Participants were asked to record the number of health care contacts they had received in the preceding 6 (in the case of the UK) or 12 (in Germany and Italy) months specifically to manage their ataxia. Participants were asked to record the number of health care contacts with the general practitioner (GP), hospital outpatient clinic visits with a neurologist (not at a SAC), SAC visits, hospital inpatient stays, accident and emergency department visits, physiotherapy appointments, speech and language therapy appointments, occupational therapy appointments, and other consultant specialist visits (e.g. an ophthalmologist, an ear, nose and throat specialist, urologist, gastroenterologist and others). Figures for the UK were multiplied by two to give 12-month estimates, commensurate with the other two counties [11]. The wording in the UK version of the questionnaire could have been misunderstood, as respondents were asked to report the number visits to the specialist ataxia centre, and this may have been interpreted by respondents to mean the number of visits to see a specialist about their ataxia at the hospital where the SAC was, irrespective of the type of specialist seen or whether or not the visit was at a SAC. We know that according to routine practice in the UK people with ataxia who attended a SAC are invited to visit the centre once per year. Therefore, all UK respondents who reported attending the SAC were calculated to have one visit to the SAC each year and any additional visits that were reported were included in the economic analysis as other consultant specialist. Unit costs for each type of contact were obtained from local providers or published sources [12, 13]. All costs were calculated in 2021 €; 2021 unit costs for the UK were reported in UK£ and converted into € using GDP Purchasing Power Parities; unit costs for Germany and Italy were reported in €; prices were converted into 2021 values using consumer price indices for each country. Given the small numbers of respondents, and the variation in the numbers of respondents to each resource use question, we multiplied the unit cost by the mean volume of resource use for each type of resource use and summed these across all types of resource use to calculate mean annual treatment costs per patient per annum in each of the three countries.

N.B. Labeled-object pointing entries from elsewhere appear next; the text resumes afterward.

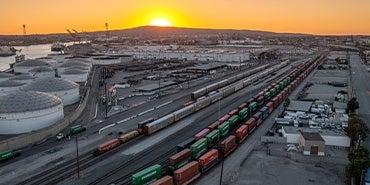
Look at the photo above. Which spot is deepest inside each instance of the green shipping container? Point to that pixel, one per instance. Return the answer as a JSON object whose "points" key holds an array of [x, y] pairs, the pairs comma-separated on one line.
{"points": [[252, 107], [244, 113], [198, 148], [224, 128], [147, 175], [6, 155], [212, 137], [233, 120], [77, 129]]}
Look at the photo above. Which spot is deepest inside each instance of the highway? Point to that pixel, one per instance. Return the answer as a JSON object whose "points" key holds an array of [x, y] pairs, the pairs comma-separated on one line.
{"points": [[361, 89]]}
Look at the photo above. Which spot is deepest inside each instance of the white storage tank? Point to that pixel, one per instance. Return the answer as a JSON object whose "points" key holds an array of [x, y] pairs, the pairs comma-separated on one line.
{"points": [[5, 76], [75, 75], [25, 78], [26, 111], [67, 90], [42, 72], [72, 64], [29, 64], [10, 86]]}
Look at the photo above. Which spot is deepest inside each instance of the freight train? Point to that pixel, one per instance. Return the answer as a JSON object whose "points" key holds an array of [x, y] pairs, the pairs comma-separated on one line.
{"points": [[198, 154]]}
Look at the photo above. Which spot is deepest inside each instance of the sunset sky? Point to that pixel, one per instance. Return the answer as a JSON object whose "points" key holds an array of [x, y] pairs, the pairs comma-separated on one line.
{"points": [[294, 16]]}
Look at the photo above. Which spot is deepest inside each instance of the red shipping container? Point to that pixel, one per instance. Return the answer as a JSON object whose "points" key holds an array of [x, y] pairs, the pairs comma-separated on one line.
{"points": [[208, 157], [241, 133], [108, 145], [180, 156], [187, 173], [166, 180], [228, 145], [233, 112], [270, 106], [242, 106]]}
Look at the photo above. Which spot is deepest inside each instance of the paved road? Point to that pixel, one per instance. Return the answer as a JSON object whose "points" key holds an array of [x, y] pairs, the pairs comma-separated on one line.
{"points": [[361, 89]]}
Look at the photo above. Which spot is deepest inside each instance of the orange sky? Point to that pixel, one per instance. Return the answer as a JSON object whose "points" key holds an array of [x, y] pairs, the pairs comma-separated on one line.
{"points": [[294, 16]]}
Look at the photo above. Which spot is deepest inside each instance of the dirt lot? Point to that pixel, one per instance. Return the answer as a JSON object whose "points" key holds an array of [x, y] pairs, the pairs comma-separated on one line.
{"points": [[261, 168]]}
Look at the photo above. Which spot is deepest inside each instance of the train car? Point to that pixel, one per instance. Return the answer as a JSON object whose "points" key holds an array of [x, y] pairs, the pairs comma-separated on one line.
{"points": [[158, 124], [212, 138], [214, 125], [107, 146], [241, 133], [9, 154], [185, 144], [166, 180], [142, 124], [208, 160], [126, 137], [76, 129], [200, 104], [147, 175], [252, 123], [228, 145], [198, 148], [265, 112], [243, 113], [201, 134], [181, 113], [187, 173], [224, 118], [180, 159], [224, 129], [198, 93]]}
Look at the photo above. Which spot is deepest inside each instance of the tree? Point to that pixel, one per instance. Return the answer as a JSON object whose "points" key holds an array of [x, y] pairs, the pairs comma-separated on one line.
{"points": [[352, 105], [357, 130], [358, 163]]}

Participants were also asked whether they were currently attending or had ever attended a SAC. Participants who reported they had never been to a SAC were grouped in the “non-SAC” group; those who reported they were currently attending a SAC for some or all of their treatment were grouped in the “SAC” group. A third group comprising people who used to go to a SAC for some or all of their treatment but no longer attend were not included in the analysis; the number of respondents in this group was small, and it was unclear whether their resource use and costs would be affected by their previous contact with the SAC.

We compared average resource use for each contact type, and costs, over a 12-month period, stratifying patients by whether they were currently attending a SAC or had never attended a SAC. We tested for significant differences in mean resource use and costs between the SAC/non-SAC groups in each country using unadjusted and adjusted ordinary least squares regression analysis, the latter controlling for age, sex, number of symptoms experienced as a result of ataxia, and whether or not the patient had comorbidities. We also tested for significant differences in mean contacts and costs between countries separately for non-SAC and SAC groups using adjusted ordinary least squares regression analysis, controlling for age, sex, number of symptoms experienced as a result of ataxia, and whether or not the patient had comorbidities.